Benzodiazepines are highly effective short-term treatment (no longer than 2–4 weeks) for anxiety and insomnia; their sedative effect is of value in alcohol withdrawal and they have useful muscle relaxant and antiepileptic properties.
Single doses of a benzodiazepine are of value in arresting a convulsion or for the sedative and amnesic properties in surgery and painful or distressing clinical procedures.
Benzodiazepine adverse effects arise mainly from CNS depression and important ones include persisting drowsiness (‘hangover’), muscle weakness, and ataxia.
The effects of benzodiazepine as well as the underlying disease can have marked affect the ability to drive, to operate machinery, or to undertake other tasks requiring alertness and fine coordination.
The elderly and the frail are especially susceptible to adverse effects of benzodiazepines and to drug accumulation.
Concurrent use of alcohol or sedative medicines with a benzodiazepine can significantly increase the risk for serious adverse effects.
Tolerance develops to most effects of benzodiazepines.
With continuous use beyond a few weeks individuals develop physical and mental dependence; the dose and duration of benzodiazepine use are important determinants for dependence.

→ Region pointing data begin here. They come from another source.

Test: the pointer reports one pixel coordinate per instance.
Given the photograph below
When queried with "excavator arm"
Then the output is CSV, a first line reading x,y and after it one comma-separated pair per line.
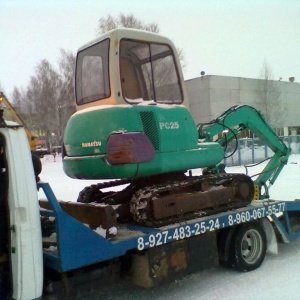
x,y
237,119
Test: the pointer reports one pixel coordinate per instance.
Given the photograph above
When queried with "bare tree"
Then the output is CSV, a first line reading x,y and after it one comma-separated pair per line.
x,y
127,21
270,101
66,102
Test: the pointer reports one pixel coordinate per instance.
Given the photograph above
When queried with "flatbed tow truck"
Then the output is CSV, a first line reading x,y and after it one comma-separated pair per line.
x,y
58,248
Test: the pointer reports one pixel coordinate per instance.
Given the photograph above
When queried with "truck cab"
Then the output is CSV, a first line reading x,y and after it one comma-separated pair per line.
x,y
21,263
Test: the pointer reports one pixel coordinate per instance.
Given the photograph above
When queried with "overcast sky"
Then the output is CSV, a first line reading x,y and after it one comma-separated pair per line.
x,y
225,37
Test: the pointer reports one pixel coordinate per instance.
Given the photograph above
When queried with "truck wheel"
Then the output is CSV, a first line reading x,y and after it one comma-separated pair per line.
x,y
248,247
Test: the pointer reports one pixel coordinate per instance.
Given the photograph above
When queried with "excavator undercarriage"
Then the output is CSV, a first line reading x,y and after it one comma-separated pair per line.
x,y
159,202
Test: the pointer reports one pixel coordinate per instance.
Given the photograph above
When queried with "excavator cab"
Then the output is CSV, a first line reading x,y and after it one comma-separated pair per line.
x,y
130,120
128,67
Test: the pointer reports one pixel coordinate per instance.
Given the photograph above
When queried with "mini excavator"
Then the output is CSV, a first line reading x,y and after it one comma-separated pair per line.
x,y
134,133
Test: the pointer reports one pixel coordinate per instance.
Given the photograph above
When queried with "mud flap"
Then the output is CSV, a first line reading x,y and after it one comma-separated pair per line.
x,y
272,246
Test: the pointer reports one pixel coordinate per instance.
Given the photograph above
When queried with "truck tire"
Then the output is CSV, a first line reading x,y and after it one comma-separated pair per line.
x,y
248,247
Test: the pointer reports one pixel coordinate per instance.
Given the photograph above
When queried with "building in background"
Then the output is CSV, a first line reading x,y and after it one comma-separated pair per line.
x,y
211,95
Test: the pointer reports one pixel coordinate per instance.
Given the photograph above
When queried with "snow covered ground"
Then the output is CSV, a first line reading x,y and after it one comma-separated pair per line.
x,y
277,278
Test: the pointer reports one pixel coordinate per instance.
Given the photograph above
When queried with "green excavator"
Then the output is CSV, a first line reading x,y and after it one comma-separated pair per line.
x,y
133,131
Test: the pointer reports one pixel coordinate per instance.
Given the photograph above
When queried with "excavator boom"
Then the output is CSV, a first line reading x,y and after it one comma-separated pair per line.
x,y
239,118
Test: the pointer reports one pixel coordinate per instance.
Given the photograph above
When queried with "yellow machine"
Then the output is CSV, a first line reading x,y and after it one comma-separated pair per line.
x,y
13,116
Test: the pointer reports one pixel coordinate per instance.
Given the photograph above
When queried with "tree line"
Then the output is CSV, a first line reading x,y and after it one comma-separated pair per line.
x,y
48,101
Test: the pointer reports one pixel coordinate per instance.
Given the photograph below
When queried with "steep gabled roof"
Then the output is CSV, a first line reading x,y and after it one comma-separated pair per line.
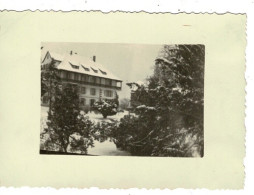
x,y
80,64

Long-term use of a benzodiazepine may be associated with more serious and intractable adverse effects including emotional blunting, reduced mental acuity, and memory impairment—quality of life can be significantly affected.
Benzodiazepine withdrawal is associated with severe effects—the withdrawal process should be personalised for each individual and should recruit the support of a team of health professionals as well as family and carers.